足立は、ようやく、といった思いの中、天井を見上げながら振り返る。
数日前に捜査本部に立ち寄った最後の日も、コーヒーを飲みながら何気ないひと時を過ごし、「またね」と言ってみんなを見送ったあとは、夜戸と2人きりになって残りの一夜をじっくりと過ごし、朝を迎えた。
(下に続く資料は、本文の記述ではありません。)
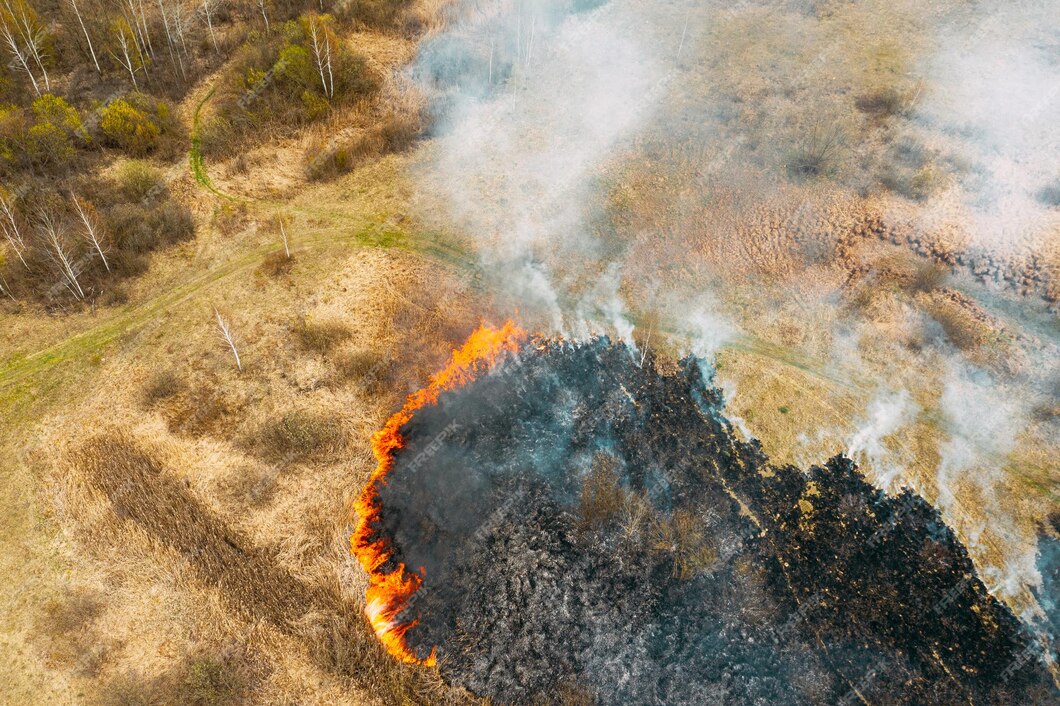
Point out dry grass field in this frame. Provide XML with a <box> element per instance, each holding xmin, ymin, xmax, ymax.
<box><xmin>0</xmin><ymin>0</ymin><xmax>1060</xmax><ymax>705</ymax></box>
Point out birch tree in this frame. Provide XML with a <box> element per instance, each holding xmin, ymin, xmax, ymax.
<box><xmin>69</xmin><ymin>0</ymin><xmax>103</xmax><ymax>76</ymax></box>
<box><xmin>0</xmin><ymin>188</ymin><xmax>30</xmax><ymax>269</ymax></box>
<box><xmin>38</xmin><ymin>211</ymin><xmax>85</xmax><ymax>301</ymax></box>
<box><xmin>0</xmin><ymin>0</ymin><xmax>40</xmax><ymax>95</ymax></box>
<box><xmin>280</xmin><ymin>218</ymin><xmax>290</xmax><ymax>260</ymax></box>
<box><xmin>213</xmin><ymin>306</ymin><xmax>243</xmax><ymax>372</ymax></box>
<box><xmin>202</xmin><ymin>0</ymin><xmax>218</xmax><ymax>52</ymax></box>
<box><xmin>257</xmin><ymin>0</ymin><xmax>269</xmax><ymax>34</ymax></box>
<box><xmin>71</xmin><ymin>195</ymin><xmax>110</xmax><ymax>272</ymax></box>
<box><xmin>110</xmin><ymin>17</ymin><xmax>142</xmax><ymax>89</ymax></box>
<box><xmin>158</xmin><ymin>0</ymin><xmax>187</xmax><ymax>78</ymax></box>
<box><xmin>0</xmin><ymin>0</ymin><xmax>52</xmax><ymax>95</ymax></box>
<box><xmin>0</xmin><ymin>269</ymin><xmax>15</xmax><ymax>301</ymax></box>
<box><xmin>305</xmin><ymin>14</ymin><xmax>335</xmax><ymax>99</ymax></box>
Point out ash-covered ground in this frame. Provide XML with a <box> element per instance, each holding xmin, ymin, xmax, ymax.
<box><xmin>375</xmin><ymin>338</ymin><xmax>1058</xmax><ymax>704</ymax></box>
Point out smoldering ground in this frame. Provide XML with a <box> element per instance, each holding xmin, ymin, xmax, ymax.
<box><xmin>360</xmin><ymin>339</ymin><xmax>1055</xmax><ymax>704</ymax></box>
<box><xmin>411</xmin><ymin>0</ymin><xmax>1060</xmax><ymax>614</ymax></box>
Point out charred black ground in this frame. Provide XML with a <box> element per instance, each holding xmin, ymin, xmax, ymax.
<box><xmin>368</xmin><ymin>339</ymin><xmax>1057</xmax><ymax>704</ymax></box>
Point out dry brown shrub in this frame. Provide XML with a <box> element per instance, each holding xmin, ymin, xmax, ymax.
<box><xmin>295</xmin><ymin>316</ymin><xmax>353</xmax><ymax>355</ymax></box>
<box><xmin>652</xmin><ymin>510</ymin><xmax>718</xmax><ymax>580</ymax></box>
<box><xmin>929</xmin><ymin>303</ymin><xmax>986</xmax><ymax>352</ymax></box>
<box><xmin>250</xmin><ymin>409</ymin><xmax>346</xmax><ymax>461</ymax></box>
<box><xmin>579</xmin><ymin>453</ymin><xmax>625</xmax><ymax>529</ymax></box>
<box><xmin>258</xmin><ymin>250</ymin><xmax>295</xmax><ymax>279</ymax></box>
<box><xmin>141</xmin><ymin>370</ymin><xmax>184</xmax><ymax>407</ymax></box>
<box><xmin>162</xmin><ymin>381</ymin><xmax>237</xmax><ymax>437</ymax></box>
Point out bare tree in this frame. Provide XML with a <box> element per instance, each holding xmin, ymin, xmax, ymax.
<box><xmin>0</xmin><ymin>0</ymin><xmax>52</xmax><ymax>95</ymax></box>
<box><xmin>127</xmin><ymin>0</ymin><xmax>155</xmax><ymax>57</ymax></box>
<box><xmin>202</xmin><ymin>0</ymin><xmax>219</xmax><ymax>51</ymax></box>
<box><xmin>0</xmin><ymin>269</ymin><xmax>15</xmax><ymax>301</ymax></box>
<box><xmin>0</xmin><ymin>0</ymin><xmax>40</xmax><ymax>95</ymax></box>
<box><xmin>69</xmin><ymin>0</ymin><xmax>103</xmax><ymax>76</ymax></box>
<box><xmin>305</xmin><ymin>14</ymin><xmax>335</xmax><ymax>99</ymax></box>
<box><xmin>71</xmin><ymin>195</ymin><xmax>110</xmax><ymax>272</ymax></box>
<box><xmin>213</xmin><ymin>306</ymin><xmax>243</xmax><ymax>372</ymax></box>
<box><xmin>110</xmin><ymin>17</ymin><xmax>143</xmax><ymax>88</ymax></box>
<box><xmin>158</xmin><ymin>0</ymin><xmax>187</xmax><ymax>78</ymax></box>
<box><xmin>280</xmin><ymin>217</ymin><xmax>290</xmax><ymax>260</ymax></box>
<box><xmin>257</xmin><ymin>0</ymin><xmax>269</xmax><ymax>34</ymax></box>
<box><xmin>0</xmin><ymin>189</ymin><xmax>30</xmax><ymax>269</ymax></box>
<box><xmin>172</xmin><ymin>2</ymin><xmax>188</xmax><ymax>56</ymax></box>
<box><xmin>37</xmin><ymin>210</ymin><xmax>85</xmax><ymax>301</ymax></box>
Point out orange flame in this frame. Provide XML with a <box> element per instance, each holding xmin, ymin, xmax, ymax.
<box><xmin>350</xmin><ymin>321</ymin><xmax>527</xmax><ymax>667</ymax></box>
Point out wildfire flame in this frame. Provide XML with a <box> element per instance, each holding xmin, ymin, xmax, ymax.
<box><xmin>350</xmin><ymin>320</ymin><xmax>527</xmax><ymax>667</ymax></box>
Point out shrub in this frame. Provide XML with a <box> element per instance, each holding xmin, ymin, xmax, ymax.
<box><xmin>788</xmin><ymin>124</ymin><xmax>844</xmax><ymax>179</ymax></box>
<box><xmin>100</xmin><ymin>99</ymin><xmax>162</xmax><ymax>155</ymax></box>
<box><xmin>579</xmin><ymin>453</ymin><xmax>625</xmax><ymax>529</ymax></box>
<box><xmin>854</xmin><ymin>86</ymin><xmax>905</xmax><ymax>118</ymax></box>
<box><xmin>107</xmin><ymin>201</ymin><xmax>195</xmax><ymax>255</ymax></box>
<box><xmin>259</xmin><ymin>250</ymin><xmax>295</xmax><ymax>278</ymax></box>
<box><xmin>143</xmin><ymin>370</ymin><xmax>184</xmax><ymax>407</ymax></box>
<box><xmin>295</xmin><ymin>317</ymin><xmax>351</xmax><ymax>355</ymax></box>
<box><xmin>911</xmin><ymin>262</ymin><xmax>949</xmax><ymax>293</ymax></box>
<box><xmin>254</xmin><ymin>410</ymin><xmax>342</xmax><ymax>461</ymax></box>
<box><xmin>118</xmin><ymin>159</ymin><xmax>165</xmax><ymax>201</ymax></box>
<box><xmin>21</xmin><ymin>93</ymin><xmax>85</xmax><ymax>166</ymax></box>
<box><xmin>173</xmin><ymin>654</ymin><xmax>247</xmax><ymax>706</ymax></box>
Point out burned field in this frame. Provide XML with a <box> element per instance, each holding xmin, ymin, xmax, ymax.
<box><xmin>353</xmin><ymin>331</ymin><xmax>1057</xmax><ymax>704</ymax></box>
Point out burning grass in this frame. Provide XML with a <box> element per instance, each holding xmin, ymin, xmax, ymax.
<box><xmin>352</xmin><ymin>330</ymin><xmax>1052</xmax><ymax>704</ymax></box>
<box><xmin>350</xmin><ymin>321</ymin><xmax>526</xmax><ymax>666</ymax></box>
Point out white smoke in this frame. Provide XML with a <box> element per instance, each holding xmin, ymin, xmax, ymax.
<box><xmin>847</xmin><ymin>389</ymin><xmax>920</xmax><ymax>491</ymax></box>
<box><xmin>418</xmin><ymin>2</ymin><xmax>663</xmax><ymax>340</ymax></box>
<box><xmin>919</xmin><ymin>1</ymin><xmax>1060</xmax><ymax>250</ymax></box>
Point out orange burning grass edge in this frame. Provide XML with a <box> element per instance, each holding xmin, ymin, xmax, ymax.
<box><xmin>350</xmin><ymin>320</ymin><xmax>527</xmax><ymax>667</ymax></box>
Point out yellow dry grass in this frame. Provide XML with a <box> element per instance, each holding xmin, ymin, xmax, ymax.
<box><xmin>0</xmin><ymin>0</ymin><xmax>1057</xmax><ymax>704</ymax></box>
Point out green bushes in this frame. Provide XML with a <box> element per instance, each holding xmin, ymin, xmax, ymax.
<box><xmin>0</xmin><ymin>93</ymin><xmax>88</xmax><ymax>169</ymax></box>
<box><xmin>100</xmin><ymin>91</ymin><xmax>179</xmax><ymax>156</ymax></box>
<box><xmin>251</xmin><ymin>410</ymin><xmax>343</xmax><ymax>460</ymax></box>
<box><xmin>196</xmin><ymin>13</ymin><xmax>378</xmax><ymax>155</ymax></box>
<box><xmin>100</xmin><ymin>99</ymin><xmax>162</xmax><ymax>155</ymax></box>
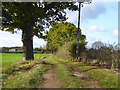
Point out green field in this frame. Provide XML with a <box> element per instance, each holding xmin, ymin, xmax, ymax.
<box><xmin>0</xmin><ymin>53</ymin><xmax>48</xmax><ymax>66</ymax></box>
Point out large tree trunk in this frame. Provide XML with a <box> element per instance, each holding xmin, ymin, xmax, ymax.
<box><xmin>22</xmin><ymin>25</ymin><xmax>34</xmax><ymax>60</ymax></box>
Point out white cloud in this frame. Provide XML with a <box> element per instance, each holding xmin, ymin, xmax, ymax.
<box><xmin>66</xmin><ymin>10</ymin><xmax>78</xmax><ymax>24</ymax></box>
<box><xmin>88</xmin><ymin>26</ymin><xmax>107</xmax><ymax>32</ymax></box>
<box><xmin>81</xmin><ymin>2</ymin><xmax>106</xmax><ymax>21</ymax></box>
<box><xmin>113</xmin><ymin>29</ymin><xmax>118</xmax><ymax>37</ymax></box>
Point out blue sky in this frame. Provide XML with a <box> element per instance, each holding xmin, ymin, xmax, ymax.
<box><xmin>0</xmin><ymin>0</ymin><xmax>118</xmax><ymax>47</ymax></box>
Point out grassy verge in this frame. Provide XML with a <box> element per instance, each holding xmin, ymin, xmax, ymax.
<box><xmin>1</xmin><ymin>54</ymin><xmax>51</xmax><ymax>88</ymax></box>
<box><xmin>45</xmin><ymin>56</ymin><xmax>83</xmax><ymax>88</ymax></box>
<box><xmin>3</xmin><ymin>65</ymin><xmax>51</xmax><ymax>88</ymax></box>
<box><xmin>57</xmin><ymin>58</ymin><xmax>118</xmax><ymax>88</ymax></box>
<box><xmin>0</xmin><ymin>53</ymin><xmax>49</xmax><ymax>66</ymax></box>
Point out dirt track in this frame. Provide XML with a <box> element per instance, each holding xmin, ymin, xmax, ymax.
<box><xmin>38</xmin><ymin>65</ymin><xmax>60</xmax><ymax>88</ymax></box>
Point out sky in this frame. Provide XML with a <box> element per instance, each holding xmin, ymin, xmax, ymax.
<box><xmin>0</xmin><ymin>0</ymin><xmax>118</xmax><ymax>48</ymax></box>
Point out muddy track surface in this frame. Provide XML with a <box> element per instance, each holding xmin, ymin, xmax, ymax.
<box><xmin>38</xmin><ymin>65</ymin><xmax>60</xmax><ymax>88</ymax></box>
<box><xmin>57</xmin><ymin>60</ymin><xmax>103</xmax><ymax>88</ymax></box>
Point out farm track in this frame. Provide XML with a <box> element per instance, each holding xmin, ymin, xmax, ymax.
<box><xmin>55</xmin><ymin>58</ymin><xmax>102</xmax><ymax>88</ymax></box>
<box><xmin>38</xmin><ymin>65</ymin><xmax>60</xmax><ymax>88</ymax></box>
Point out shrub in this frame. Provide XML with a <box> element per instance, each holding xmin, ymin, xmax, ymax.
<box><xmin>56</xmin><ymin>40</ymin><xmax>86</xmax><ymax>59</ymax></box>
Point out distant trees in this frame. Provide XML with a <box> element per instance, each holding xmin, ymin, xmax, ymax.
<box><xmin>1</xmin><ymin>2</ymin><xmax>78</xmax><ymax>60</ymax></box>
<box><xmin>47</xmin><ymin>22</ymin><xmax>86</xmax><ymax>51</ymax></box>
<box><xmin>82</xmin><ymin>41</ymin><xmax>120</xmax><ymax>68</ymax></box>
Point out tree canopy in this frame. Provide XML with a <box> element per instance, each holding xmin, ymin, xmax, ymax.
<box><xmin>2</xmin><ymin>2</ymin><xmax>78</xmax><ymax>37</ymax></box>
<box><xmin>1</xmin><ymin>2</ymin><xmax>78</xmax><ymax>60</ymax></box>
<box><xmin>47</xmin><ymin>22</ymin><xmax>86</xmax><ymax>51</ymax></box>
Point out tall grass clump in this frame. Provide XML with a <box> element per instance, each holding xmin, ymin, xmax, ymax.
<box><xmin>55</xmin><ymin>40</ymin><xmax>86</xmax><ymax>60</ymax></box>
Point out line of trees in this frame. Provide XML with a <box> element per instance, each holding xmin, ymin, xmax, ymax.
<box><xmin>0</xmin><ymin>1</ymin><xmax>78</xmax><ymax>60</ymax></box>
<box><xmin>81</xmin><ymin>41</ymin><xmax>120</xmax><ymax>69</ymax></box>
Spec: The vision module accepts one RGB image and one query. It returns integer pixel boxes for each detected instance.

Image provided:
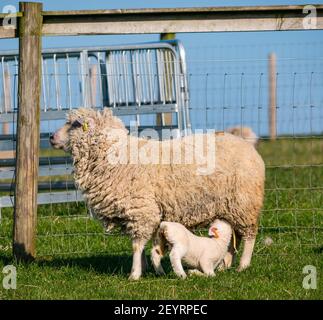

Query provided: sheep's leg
[218,235,241,271]
[151,231,165,275]
[129,239,147,280]
[141,250,148,273]
[151,245,165,275]
[169,246,186,279]
[238,238,256,271]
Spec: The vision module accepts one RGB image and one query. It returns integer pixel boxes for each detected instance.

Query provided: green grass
[0,138,323,299]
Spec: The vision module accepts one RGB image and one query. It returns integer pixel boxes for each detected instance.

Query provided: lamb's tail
[226,126,258,147]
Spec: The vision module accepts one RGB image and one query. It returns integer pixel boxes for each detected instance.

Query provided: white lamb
[151,219,232,278]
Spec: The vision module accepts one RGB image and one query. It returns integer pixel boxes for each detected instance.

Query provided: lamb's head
[208,219,232,239]
[50,108,125,152]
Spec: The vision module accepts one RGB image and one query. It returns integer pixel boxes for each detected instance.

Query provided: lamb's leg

『いつかまた、今度は現実の世界で、君のコーヒーが飲みたいな』
『ずっと、待ってます…』
『一生、君のところへ行けないかもしれないよ?』
『それでも、あたしだけは、待ち続けますよ』
小さな淡いピンク色が窓から入ってきた。
足立は半身を起こし、視線で追いかけた。
ひらひらと室内を舞い、やがて手を伸ばした足立のてのひらに落ちる。
見ると、桜の花びらだ。
「咲いたか…」
裁判所へ護送される間、咲き誇る桜は見られるだろうか。
天気もいい。
春風も入ってきて髪をもてあそんでいく。
番号が呼ばれ、独居房の鍵が開けられた。
「出ろ」
数人の刑務官に出迎えられる。
逃走防止の為に両手首には手錠がかけられた。
独居房を出た足立は、向かい側の独居房に目をやる。
連れ出される前に食器口を覗いたが、森尾は寝ているのか姿は確認できなかった。
「進みなさい」
「はいはい、と」
刑務官に促され、廊下を数歩歩いた時だ。
「足立ぃ――――っっ!!」
突然、大声が上がった。
全員の足が止まる。
刑務官、そして他の収容者も何事かと騒いだ。
階の違う雑居房まで聞こえるほどの大声だ。
収容者達がざわつく中、鹿田は「あいつ…」と苦笑せずにはいられなかった。
「がんばれよ―――っっ!!」
食器口から右腕を伸ばし、懸命に振っている。
やめなさい、静かにしろ、と怒鳴りながら他の刑務官が足立から離れた。
(あーあ、何やってんだか…)
呆れ果てて深くため息をついた足立は、狼狽える刑務官たちに目をやり、一瞬の隙を狙って踵を返す。
「あ! おい!」
刑務官を振り切り、他の刑務官たちの間を通り抜けて森尾の独居房まで走り寄った。
パンッ!
そして、足立の手は森尾の手に当てられ、軽快な音が廊下に反響する。
「バーカッ」
「やかましいっ!」
互いの顔は見えなかったが、悪態をつき合う2人の口元は笑っていた。